Thank you to my high school GMs, for stumbling right alongside me and for giving me something to build on. Thank you to my college GMs: Josh, Kat, Tyler, Chris, Matt, the aforementioned Joe, all the Jasons, and Mo, for taking the time to run games and showing me both ways I did and didn’t want to GM, and for some golden moments that will stick with me forever. Thank you to Ted, Ralph, and Gary, my GMs in my grad school days, for showing me yet another different way and for pushing my boundaries. Thank you to Joe, my first 4th Edition D&D GM, who reminded me games could be fun again. Thank you to Sonya, for letting me come along on her first foray into GMing. Thank you to Matt, my current 5th Edition D&D GM, for helping me have fun playing again and helping me work through an awful Eeyore period with my dice. Thank you to the Alliance GMs, Brandon, Dan, Sarah, Jim, Sonya, Warlock, Madhawk, and Mike, for making me feel welcome and for trying some new things and some tried-and-true things, both with me and at me. Thank you to Terrance, my L5R GM, for showing me a different side of Rokugan and reminding me we’re here to have fun. Thank you to Nate, my recently concluded Mouse Guard GM, for showing me all kinds of tricks that may never have occurred to me. Thank you to the unnamed fellow GM who taught me it was OK to have anxiety about running games, and taught me we all work through it in our own ways. And thank you to the con GMs who have taught me a thousand little tactics that I could only learn by playing with total strangers.

Thank you to everyone. I needed all of you to become who I am today, as a gamer, as a writer, and a person. And the value of that is a price above rubies.

On 2015

I am 4.5 hours away from beginning the celebration that will put 2015 firmly in my rear view mirror, and therefore, it is time to reflect on the year.

“Mixed bag” defines most years in a human life, but in many ways this year has been one of extremes in that regard. I’ve had some of my lowest lows this year, but also some of my highest highs, and the latter often came as a result of the former.

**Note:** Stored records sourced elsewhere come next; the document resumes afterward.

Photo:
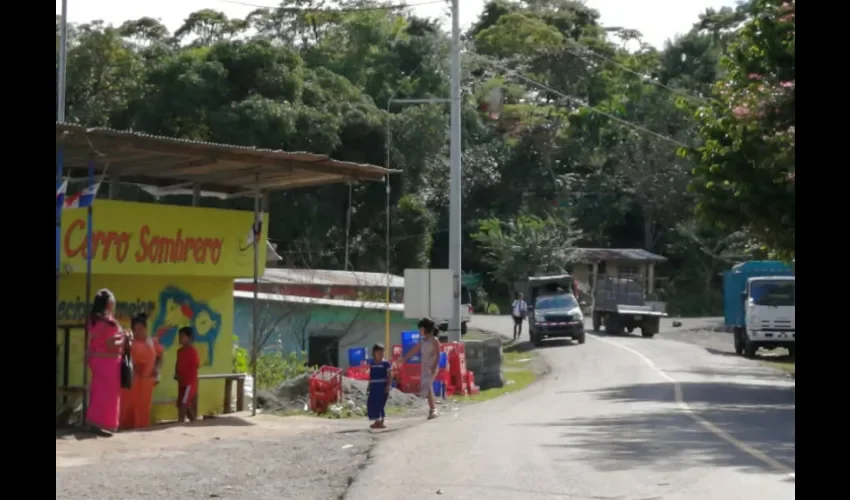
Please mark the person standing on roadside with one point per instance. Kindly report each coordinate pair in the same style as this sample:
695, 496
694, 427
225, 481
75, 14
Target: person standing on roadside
429, 348
147, 360
519, 309
378, 390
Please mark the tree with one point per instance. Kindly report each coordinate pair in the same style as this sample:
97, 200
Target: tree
526, 246
745, 176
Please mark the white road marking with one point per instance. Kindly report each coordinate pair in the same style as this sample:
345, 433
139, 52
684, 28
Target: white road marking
683, 405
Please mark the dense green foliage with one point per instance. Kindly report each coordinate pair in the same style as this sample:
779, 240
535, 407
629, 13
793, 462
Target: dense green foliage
273, 367
583, 151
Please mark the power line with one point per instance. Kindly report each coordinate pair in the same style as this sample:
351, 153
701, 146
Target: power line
625, 68
584, 104
341, 9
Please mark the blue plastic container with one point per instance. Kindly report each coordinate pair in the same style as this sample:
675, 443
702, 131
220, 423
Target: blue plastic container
439, 389
408, 341
356, 355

Low point: Being diagnosed with type 2 diabetes, a manageable disease, but still a disease, and a chronic one there is currently no way to cure, only to avoid being hurt by (and that partially with a little luck); having my wife, the most important person in my life, receive the same diagnosis a month before I did. Realizing both diagnoses only came because she went in to have something unrelated checked up on, and that if we hadn’t checked we would have kept eating in a way that was ruinous to our health and potentially deadly long-term. Dealing with the tide of internal and external fat-shaming, diet-shaming, and general feeling of screwing up that comes with a type 2 diagnosis, along with the feeling that somehow this was life laughing at me after I decided to take charge of my mental and physical health this year.

High point: Going in for our first quarterly check-ups on the disease only to discover we have them totally under control with diet and exercise, we have praiseworthy amounts of willpower and discipline, and barring a curveball we should be able to avoid complications for our entire lifetimes. People told us we were an inspiration, and we learned that we are capable of a level of courage, self-discipline, and mutual support that will serve us well in every aspect of our very long, very healthy lives.

Low point: After resolving to submit more stories and novels, batting a perfect .000 for submission acceptances from January to December.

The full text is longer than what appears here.